Davalılar …..AŞ vekili ve … … … AŞ vekili, ihtiyati tedbir isteyen davacılar vekilinin istinaf sebeplerinin esastan reddine karar verilmesini istemişlerdir.
HUKUKİ NİTELENDİRME, DELİLLERİN VE İSTİNAF SEBEPLERİNİN DEĞERLENDİRİLMESİ
Talep, TTK’nın 210/3. Maddesi uyarınca davalı anonim şirketlerin feshi istemiyle açılan davada davalı şirketlere kayyım atanmasına ilişkin ihtiyati tedbir kararı verilmesi istemine ilişkin olup ilk derece mahkemesince yukarıda yazılı gerekçeyle istemin reddine karar verilmiştir.
Bilindiği üzere 6102 sayılı TTK’nın 210/3. Maddesine göre, kamu düzenine veya işletme konusuna aykırı işlemlerde veya bu yönde hazırlıklarda ya da muvazaalı iş ve faaliyetlerde bulunduğu belirlenen … şirketleri hakkında, özel kanunlardaki hükümler saklı kalmak kaydıyla, ….., bu tür işlem, hazırlık veya faaliyetlerin öğrenilmesinden itibaren 1 yıl içinde fesih davası açılabilir.
Diğer taraftan, HMK’nın 389/(1). maddesinde, mevcut durumda meydana gelebilecek bir değişme nedeniyle hakkın elde edilmesinin önemli ölçüde zorlaşacağından ya da tamamen imkansız hale geleceğinden veya gecikme sebebiyle bir sakıncanın yahut ciddi bir zararın doğacağından endişe edilmesi hallerinde, uyuşmazlık konusu hakkında ihtiyati tedbir kararı verilebileceği, HMK’nın 390/(2). maddesinde de hakimin talep edenin haklarının derhal korunmasında zorunluluk bulunan hallerde karşı taraf dinlenmeden de tedbir kararı verebileceği hüküm altına alınmıştır.

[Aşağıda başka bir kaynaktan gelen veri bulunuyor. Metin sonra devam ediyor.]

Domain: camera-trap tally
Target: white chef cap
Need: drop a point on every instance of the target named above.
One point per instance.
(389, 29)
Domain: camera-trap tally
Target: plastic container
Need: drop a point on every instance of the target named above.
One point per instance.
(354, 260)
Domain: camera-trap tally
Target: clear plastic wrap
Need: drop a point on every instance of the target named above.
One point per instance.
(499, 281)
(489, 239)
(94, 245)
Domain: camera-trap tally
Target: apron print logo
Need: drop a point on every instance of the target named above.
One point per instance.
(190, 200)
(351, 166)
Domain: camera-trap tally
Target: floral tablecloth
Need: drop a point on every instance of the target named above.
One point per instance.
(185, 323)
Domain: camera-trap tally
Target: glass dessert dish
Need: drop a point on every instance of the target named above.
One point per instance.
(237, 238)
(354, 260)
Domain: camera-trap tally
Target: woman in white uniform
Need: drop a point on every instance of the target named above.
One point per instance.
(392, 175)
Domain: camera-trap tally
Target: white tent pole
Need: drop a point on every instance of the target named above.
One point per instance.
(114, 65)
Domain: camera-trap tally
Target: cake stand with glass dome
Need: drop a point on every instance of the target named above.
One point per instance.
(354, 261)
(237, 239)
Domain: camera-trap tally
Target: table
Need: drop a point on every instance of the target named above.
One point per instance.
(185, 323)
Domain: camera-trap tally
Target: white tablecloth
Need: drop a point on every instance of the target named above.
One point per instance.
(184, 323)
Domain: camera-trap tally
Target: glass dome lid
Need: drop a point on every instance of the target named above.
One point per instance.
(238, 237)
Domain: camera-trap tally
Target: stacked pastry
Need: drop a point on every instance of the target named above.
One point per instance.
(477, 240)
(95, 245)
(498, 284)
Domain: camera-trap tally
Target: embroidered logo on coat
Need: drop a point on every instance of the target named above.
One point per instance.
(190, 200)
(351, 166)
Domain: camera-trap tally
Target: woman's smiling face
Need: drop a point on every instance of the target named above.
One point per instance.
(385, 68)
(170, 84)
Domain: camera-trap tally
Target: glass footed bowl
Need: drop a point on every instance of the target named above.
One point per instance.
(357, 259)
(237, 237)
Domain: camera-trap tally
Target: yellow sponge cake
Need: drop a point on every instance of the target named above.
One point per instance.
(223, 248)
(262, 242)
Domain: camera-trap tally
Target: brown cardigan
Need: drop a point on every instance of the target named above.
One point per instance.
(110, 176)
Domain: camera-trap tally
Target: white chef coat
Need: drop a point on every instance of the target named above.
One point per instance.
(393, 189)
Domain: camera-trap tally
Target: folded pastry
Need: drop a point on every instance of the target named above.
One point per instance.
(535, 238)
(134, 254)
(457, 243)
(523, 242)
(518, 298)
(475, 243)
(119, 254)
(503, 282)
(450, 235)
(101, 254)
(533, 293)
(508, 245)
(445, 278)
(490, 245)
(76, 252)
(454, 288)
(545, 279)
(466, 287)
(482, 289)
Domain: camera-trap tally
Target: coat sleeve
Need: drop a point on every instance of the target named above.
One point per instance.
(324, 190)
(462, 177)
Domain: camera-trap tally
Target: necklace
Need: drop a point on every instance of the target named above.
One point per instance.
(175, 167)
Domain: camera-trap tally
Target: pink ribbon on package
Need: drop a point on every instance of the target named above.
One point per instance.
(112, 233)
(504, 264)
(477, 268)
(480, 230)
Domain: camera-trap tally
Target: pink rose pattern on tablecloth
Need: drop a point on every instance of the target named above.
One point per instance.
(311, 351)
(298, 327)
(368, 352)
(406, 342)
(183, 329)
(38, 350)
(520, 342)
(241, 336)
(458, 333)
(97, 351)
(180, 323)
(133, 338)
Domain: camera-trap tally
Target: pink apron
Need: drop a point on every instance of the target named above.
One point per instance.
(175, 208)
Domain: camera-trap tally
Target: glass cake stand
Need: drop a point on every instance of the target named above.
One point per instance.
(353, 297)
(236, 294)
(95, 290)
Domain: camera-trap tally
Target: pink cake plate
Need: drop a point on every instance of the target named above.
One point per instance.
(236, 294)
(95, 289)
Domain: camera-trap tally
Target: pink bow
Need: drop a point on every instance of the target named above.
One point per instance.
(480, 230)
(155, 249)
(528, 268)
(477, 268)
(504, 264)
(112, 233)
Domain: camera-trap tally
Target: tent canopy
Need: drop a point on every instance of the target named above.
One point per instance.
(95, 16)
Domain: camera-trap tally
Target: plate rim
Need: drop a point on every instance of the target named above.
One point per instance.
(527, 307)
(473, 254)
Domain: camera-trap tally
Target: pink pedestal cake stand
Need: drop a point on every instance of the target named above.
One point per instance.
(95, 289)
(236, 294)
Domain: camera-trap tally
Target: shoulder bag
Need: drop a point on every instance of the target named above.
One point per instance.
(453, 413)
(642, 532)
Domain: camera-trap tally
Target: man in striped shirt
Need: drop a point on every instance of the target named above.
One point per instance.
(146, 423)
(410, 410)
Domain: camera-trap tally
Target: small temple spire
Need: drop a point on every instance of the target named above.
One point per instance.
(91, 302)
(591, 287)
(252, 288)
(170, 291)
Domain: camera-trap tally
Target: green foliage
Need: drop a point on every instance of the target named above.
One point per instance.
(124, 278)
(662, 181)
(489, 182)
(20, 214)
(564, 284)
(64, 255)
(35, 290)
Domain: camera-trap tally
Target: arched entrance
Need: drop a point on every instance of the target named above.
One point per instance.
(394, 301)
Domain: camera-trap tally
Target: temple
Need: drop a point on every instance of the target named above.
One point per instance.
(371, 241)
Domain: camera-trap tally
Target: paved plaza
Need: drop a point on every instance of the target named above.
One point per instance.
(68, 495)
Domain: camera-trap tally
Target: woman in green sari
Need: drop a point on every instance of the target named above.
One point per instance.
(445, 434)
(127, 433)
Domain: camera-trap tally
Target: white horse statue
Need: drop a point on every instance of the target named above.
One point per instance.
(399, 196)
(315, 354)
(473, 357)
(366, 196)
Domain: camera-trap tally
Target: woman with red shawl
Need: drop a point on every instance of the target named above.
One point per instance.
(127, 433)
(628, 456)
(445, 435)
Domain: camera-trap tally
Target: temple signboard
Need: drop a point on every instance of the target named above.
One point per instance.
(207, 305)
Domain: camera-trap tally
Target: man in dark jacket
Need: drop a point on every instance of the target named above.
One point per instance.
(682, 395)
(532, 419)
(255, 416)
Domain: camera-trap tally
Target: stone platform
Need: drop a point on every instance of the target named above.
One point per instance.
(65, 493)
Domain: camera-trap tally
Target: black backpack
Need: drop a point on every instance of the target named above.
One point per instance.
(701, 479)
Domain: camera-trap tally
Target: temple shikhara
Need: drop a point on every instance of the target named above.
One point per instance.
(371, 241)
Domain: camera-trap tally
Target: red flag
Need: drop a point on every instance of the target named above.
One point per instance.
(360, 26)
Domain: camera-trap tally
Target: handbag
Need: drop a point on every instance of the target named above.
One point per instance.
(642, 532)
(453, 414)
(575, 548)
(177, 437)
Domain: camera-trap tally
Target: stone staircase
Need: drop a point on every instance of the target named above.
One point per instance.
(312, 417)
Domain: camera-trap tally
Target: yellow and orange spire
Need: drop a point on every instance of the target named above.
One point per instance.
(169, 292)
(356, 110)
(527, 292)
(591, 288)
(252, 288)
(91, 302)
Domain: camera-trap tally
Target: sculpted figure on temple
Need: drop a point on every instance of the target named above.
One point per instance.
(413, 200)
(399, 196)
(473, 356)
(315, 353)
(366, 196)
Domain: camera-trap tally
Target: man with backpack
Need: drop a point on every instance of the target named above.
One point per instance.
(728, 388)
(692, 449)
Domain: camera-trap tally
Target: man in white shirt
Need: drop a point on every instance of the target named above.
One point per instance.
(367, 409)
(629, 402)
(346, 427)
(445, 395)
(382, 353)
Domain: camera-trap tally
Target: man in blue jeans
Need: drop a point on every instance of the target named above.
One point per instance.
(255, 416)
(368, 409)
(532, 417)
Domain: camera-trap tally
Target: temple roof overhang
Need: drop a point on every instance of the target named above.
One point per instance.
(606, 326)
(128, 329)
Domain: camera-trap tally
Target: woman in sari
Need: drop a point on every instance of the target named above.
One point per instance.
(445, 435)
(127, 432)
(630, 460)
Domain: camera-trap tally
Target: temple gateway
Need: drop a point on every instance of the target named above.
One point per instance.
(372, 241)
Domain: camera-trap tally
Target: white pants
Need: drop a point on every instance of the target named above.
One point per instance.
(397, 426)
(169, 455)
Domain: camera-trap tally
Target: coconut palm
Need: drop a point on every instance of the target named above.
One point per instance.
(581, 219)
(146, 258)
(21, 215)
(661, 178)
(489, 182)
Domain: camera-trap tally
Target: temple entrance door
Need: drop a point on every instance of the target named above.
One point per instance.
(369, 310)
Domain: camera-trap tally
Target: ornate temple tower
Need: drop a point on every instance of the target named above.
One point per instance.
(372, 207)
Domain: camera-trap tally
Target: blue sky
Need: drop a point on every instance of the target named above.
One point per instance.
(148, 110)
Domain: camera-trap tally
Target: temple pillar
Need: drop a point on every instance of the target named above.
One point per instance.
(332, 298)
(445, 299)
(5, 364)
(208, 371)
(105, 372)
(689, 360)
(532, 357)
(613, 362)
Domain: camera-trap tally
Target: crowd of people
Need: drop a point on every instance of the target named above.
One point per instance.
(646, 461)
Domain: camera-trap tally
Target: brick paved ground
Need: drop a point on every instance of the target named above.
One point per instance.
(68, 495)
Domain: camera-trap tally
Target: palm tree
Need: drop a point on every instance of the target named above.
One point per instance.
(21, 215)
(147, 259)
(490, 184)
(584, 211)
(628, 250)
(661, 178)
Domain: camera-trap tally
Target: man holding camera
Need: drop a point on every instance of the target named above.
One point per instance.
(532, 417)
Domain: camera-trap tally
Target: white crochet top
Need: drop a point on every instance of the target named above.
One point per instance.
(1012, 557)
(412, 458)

HMK’nın 390/(3). maddesinde ise tedbir talep eden taraf dilekçesinde dayandığı ihtiyati tedbir sebebini ve türünü açıkça belirtmek ve davanın esası yönünden kendisinin haklılığını yaklaşık olarak ispat etmek zorunda olduğu düzenlenmiştir.
İhtiyati tedbir kesin hükme kadar devam eden yargılama boyunca tarafların dava konusu ile ilgili olarak hukuki durumunda meydana gelebilecek zararlara karşı öngörülmüş geçici nitelikte geniş veya sınırlı hukuki korumadır.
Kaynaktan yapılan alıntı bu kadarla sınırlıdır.